Testing the Standard Model
In QCD the scaling behaviour was valid only as a first approximation. QCD calculations predicted a logarithmic deviation from scaling that was consistent with the results of the experiments Taylor and his co-workers were continuing to pursue at SLAC. In the 1970s, the SLAC-MIT experimenters investigated the deep inelastic scattering employing different targets to explore the dependence of the inelastic scattering on atomic weight.

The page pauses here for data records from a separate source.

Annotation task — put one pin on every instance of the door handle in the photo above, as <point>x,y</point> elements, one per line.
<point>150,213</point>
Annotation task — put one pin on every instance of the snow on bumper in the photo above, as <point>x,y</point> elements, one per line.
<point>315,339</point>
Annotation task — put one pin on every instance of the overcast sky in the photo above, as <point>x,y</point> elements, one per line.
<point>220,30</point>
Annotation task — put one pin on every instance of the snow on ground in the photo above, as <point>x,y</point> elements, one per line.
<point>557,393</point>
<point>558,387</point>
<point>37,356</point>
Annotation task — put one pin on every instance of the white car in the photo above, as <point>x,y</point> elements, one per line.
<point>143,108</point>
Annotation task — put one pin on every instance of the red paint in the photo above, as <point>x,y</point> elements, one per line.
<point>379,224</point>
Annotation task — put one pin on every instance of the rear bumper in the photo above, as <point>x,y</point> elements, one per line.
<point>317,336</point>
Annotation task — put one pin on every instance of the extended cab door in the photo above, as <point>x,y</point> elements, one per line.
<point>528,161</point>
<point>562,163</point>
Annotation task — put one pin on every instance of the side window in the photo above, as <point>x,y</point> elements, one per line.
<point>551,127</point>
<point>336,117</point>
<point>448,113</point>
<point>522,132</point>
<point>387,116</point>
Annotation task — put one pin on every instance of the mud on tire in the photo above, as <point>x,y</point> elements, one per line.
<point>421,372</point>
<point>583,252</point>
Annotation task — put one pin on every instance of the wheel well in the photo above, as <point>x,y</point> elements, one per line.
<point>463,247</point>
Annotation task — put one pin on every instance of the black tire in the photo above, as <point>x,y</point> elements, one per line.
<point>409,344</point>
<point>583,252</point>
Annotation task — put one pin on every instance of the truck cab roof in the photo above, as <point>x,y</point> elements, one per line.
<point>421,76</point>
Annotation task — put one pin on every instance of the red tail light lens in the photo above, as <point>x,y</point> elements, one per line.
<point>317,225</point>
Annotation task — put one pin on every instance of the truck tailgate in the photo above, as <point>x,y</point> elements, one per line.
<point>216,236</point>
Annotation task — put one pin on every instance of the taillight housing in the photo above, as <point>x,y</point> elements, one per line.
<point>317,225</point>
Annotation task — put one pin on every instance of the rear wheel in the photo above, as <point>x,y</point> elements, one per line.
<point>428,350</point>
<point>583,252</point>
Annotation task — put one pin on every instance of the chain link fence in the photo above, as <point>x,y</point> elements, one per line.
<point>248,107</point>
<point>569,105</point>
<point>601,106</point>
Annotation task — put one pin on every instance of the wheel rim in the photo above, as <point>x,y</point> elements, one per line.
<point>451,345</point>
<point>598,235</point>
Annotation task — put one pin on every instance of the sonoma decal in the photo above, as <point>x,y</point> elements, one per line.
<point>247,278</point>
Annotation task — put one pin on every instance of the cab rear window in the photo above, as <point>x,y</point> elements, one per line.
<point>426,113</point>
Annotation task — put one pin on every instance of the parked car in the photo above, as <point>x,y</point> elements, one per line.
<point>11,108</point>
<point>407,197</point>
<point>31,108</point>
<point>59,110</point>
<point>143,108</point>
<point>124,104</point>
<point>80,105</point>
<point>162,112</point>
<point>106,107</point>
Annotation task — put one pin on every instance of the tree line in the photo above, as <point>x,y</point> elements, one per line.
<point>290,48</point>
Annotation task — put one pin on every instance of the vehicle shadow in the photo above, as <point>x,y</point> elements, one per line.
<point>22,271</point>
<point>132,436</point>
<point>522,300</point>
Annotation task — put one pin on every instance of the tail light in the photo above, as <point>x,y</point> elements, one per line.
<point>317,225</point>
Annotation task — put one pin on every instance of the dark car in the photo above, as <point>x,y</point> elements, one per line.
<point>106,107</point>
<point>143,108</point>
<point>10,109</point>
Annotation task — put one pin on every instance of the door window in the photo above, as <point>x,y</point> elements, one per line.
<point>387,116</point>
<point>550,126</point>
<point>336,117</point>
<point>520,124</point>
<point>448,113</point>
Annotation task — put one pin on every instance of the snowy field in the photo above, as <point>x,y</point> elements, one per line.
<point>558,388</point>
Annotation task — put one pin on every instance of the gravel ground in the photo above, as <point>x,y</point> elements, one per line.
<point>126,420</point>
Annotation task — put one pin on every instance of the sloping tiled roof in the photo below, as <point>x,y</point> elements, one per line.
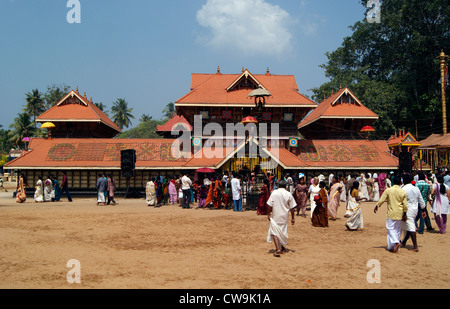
<point>174,123</point>
<point>436,141</point>
<point>332,107</point>
<point>211,89</point>
<point>98,153</point>
<point>77,108</point>
<point>346,154</point>
<point>165,154</point>
<point>402,138</point>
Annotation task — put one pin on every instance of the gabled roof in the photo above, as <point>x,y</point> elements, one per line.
<point>66,154</point>
<point>404,139</point>
<point>343,104</point>
<point>175,123</point>
<point>75,107</point>
<point>436,141</point>
<point>346,154</point>
<point>221,90</point>
<point>89,153</point>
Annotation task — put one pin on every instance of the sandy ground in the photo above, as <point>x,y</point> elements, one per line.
<point>132,245</point>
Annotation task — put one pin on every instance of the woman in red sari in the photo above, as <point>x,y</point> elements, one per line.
<point>262,205</point>
<point>300,195</point>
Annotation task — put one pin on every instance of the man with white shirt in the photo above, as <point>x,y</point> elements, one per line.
<point>186,188</point>
<point>281,203</point>
<point>413,199</point>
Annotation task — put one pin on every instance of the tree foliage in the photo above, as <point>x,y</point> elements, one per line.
<point>121,113</point>
<point>392,66</point>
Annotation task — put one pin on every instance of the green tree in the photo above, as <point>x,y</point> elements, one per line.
<point>35,103</point>
<point>169,111</point>
<point>392,67</point>
<point>145,117</point>
<point>22,127</point>
<point>5,144</point>
<point>121,113</point>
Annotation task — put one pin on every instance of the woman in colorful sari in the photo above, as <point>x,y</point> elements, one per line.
<point>39,192</point>
<point>21,195</point>
<point>48,188</point>
<point>355,220</point>
<point>381,183</point>
<point>263,198</point>
<point>319,217</point>
<point>440,206</point>
<point>314,189</point>
<point>172,191</point>
<point>335,197</point>
<point>150,192</point>
<point>209,197</point>
<point>300,193</point>
<point>203,193</point>
<point>217,193</point>
<point>56,195</point>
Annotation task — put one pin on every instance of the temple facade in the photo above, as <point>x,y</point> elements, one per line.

Taylor also worked on some tests of the invariant properties of the electromagnetic interactions also performed at SLAC. The theoretical framework for the calculation was the electroweak theory first proposed by Glashow and elaborated by Weinberg and Salam in 1967. In the early 1970s, the proof that the Glashow-Weinberg-Salam gauge theory was renormalisable made the theory acceptable from a theoretical perspective. At the same time, several proposals were made to test its empirical predictions. Taylor was involved in an experiment to test the non-conservation of parity in the scattering between electrons and nucleons following the preliminary calculations made by C. Prescott. In 1978, thanks to a new method to produce polarized electrons, Taylor and his colleagues were able to verify a violation of parity conservation in good agreement with the prediction of the electro-weak theory. By that time, the discovery of neutral currents in weak interactions had led the community of physicists to consider the Glashow-Weinberg-Salam unified theory of electromagnetic and weak interactions as an accurate description of elementary particles’ behaviour. The experiment made at SLAC was a further corroboration of this successful theory, for the elaboration of which Glashow, Weinberg, and Salam received the Physics Nobel Prize in 1979. From the 1980s onward, Taylor has worked on the design of various detectors employed in linear accelerators at the SLAC as well as in Europe, also serving as Associate Director for Research at SLAC from 1982 to 1986.